Our collaboration is very special, it was difficult for me at first because many people just wanted me to sing Brazilian music like every other girl from Brazil. But being a girl from Brazil, from the ghetto in Brazil, I’ve listened to a lot of hip hop, raggamuffin, reggae, and Victor understood my desire to put all my influences in my music.
JAmusic: Your first album was called Bossa Muffin, is it how you define your music?
FC: Yes definitely! I was born in Rio and so I’ve listened Bossanova for all my life but I wanted to play a bit more of reggae, so we decided to keep the acoustic guitar in all my songs, to maintain alive the Bossanova feeling. So what came out was this, Bossa Muffin! And for me it was also a way to say that in music there are no limits, and that everyone can create his/hers own style.
JAmusic: Yesterday here at Rototom we’ve had Hollie Cook, and when I’ve seen her live I immediately thought about similarities between the two of you.
FC: Yes, I love Hollie! She is a very good and talented singer, and yes it’s true we are not that different, we even have the same size and the same hairstyle (laughs). And it’s true, musically you can definitely find similarities between us. And I’m really happy her career is going great now, it’s one more woman in the reggae world, and you sometimes for girls is not that easy so I’m happy for her and I’m also happy for other girls who can look up at her.
JAmusic: In 2014 you released your second album, Mundo Meu, how did your sound change from the first to the second album?
FC: Well the second album is much more mature. With the first we were trying and searching our style, now we knew what we wanted to do, and we also decided to have some featuring this time: Patrice, Tony Allen, Speech and Woz Kaly, and they are all friends that we met on the road, it wasn’t a commercial strategy. We made this album with love and we are proud of it.

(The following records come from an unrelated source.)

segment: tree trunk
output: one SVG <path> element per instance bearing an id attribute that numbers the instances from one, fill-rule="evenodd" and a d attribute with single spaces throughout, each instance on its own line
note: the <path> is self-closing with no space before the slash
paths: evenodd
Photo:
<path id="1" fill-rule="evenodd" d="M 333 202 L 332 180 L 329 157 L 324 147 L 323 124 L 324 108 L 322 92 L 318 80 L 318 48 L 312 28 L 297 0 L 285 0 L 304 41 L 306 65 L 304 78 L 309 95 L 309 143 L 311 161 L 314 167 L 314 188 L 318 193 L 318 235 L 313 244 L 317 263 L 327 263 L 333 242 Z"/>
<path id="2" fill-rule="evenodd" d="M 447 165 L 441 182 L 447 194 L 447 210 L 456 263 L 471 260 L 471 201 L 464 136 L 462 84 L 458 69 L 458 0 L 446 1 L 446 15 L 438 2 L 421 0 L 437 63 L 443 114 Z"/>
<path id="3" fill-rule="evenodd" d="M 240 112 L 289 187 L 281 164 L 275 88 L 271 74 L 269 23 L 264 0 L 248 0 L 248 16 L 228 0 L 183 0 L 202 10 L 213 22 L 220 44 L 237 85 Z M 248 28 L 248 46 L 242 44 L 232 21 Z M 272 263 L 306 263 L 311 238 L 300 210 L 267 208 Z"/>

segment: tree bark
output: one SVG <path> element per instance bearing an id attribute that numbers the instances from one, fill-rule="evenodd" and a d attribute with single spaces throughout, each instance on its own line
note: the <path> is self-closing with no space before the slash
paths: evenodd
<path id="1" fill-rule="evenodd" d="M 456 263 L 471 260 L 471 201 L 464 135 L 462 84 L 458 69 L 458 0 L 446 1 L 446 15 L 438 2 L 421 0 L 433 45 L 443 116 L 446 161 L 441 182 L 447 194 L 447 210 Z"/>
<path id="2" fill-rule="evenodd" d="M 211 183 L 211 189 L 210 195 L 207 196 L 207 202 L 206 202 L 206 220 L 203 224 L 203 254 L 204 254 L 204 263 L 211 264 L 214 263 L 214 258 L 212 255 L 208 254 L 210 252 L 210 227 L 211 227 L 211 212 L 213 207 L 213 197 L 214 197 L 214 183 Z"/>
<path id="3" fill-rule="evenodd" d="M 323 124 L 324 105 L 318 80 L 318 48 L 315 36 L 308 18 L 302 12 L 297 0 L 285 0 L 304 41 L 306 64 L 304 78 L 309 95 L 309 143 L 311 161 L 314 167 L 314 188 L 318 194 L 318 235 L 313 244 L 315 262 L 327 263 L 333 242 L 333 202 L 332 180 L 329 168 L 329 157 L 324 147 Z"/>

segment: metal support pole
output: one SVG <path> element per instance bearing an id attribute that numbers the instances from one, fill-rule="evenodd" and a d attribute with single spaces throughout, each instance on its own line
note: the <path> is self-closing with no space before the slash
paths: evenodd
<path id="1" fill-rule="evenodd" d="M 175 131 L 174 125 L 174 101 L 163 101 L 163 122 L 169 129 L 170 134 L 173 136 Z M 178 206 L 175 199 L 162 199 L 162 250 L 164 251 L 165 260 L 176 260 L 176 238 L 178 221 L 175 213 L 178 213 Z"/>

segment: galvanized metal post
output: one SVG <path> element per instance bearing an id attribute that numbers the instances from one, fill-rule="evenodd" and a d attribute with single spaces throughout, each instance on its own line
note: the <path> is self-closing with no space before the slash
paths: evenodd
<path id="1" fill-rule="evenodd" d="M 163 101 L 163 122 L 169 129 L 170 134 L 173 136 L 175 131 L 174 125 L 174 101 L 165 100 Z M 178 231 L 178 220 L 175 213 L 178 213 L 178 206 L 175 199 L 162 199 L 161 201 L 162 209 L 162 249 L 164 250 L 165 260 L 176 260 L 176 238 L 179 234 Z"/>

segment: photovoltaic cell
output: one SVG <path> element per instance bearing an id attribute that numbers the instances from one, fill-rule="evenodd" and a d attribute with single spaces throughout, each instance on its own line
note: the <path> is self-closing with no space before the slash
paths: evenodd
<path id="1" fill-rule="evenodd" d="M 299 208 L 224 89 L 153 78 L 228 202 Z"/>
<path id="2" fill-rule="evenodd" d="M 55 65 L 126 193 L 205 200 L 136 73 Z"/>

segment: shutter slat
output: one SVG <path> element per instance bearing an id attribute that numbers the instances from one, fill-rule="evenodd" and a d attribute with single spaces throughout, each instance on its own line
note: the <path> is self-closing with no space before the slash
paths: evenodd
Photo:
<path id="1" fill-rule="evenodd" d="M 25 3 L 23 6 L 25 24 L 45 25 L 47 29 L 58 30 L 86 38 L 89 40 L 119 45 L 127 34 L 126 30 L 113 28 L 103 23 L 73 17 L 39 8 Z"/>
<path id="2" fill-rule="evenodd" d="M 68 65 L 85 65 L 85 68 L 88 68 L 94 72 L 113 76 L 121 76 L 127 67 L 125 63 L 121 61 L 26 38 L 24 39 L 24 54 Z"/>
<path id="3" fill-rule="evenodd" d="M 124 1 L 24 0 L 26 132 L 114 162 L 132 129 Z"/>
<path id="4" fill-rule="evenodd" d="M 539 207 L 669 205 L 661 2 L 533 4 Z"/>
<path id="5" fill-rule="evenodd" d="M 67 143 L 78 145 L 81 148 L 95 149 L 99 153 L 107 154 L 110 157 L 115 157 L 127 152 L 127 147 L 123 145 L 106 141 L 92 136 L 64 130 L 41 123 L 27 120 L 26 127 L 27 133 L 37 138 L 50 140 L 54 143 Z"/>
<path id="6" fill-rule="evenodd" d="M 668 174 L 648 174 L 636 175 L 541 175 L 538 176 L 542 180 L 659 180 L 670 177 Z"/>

JAmusic: How was working with Tony Allen (former drummer of Fela Kuti)?
FC: Victor knew him because he recorded in his studio, but I wrote the song in my room, alone as usual, then when I showed it to Victor he immediately wanted to show it to Tony and I didn’t want at first. I mean for me this was just another Afrobeat song, I didn’t feel it was enough for a man like Tony Allen. But then he heard the song and decided he wanted to play with me, so he put his ideas and his sound in the song and for me was a great honour and a beautiful moment of my career.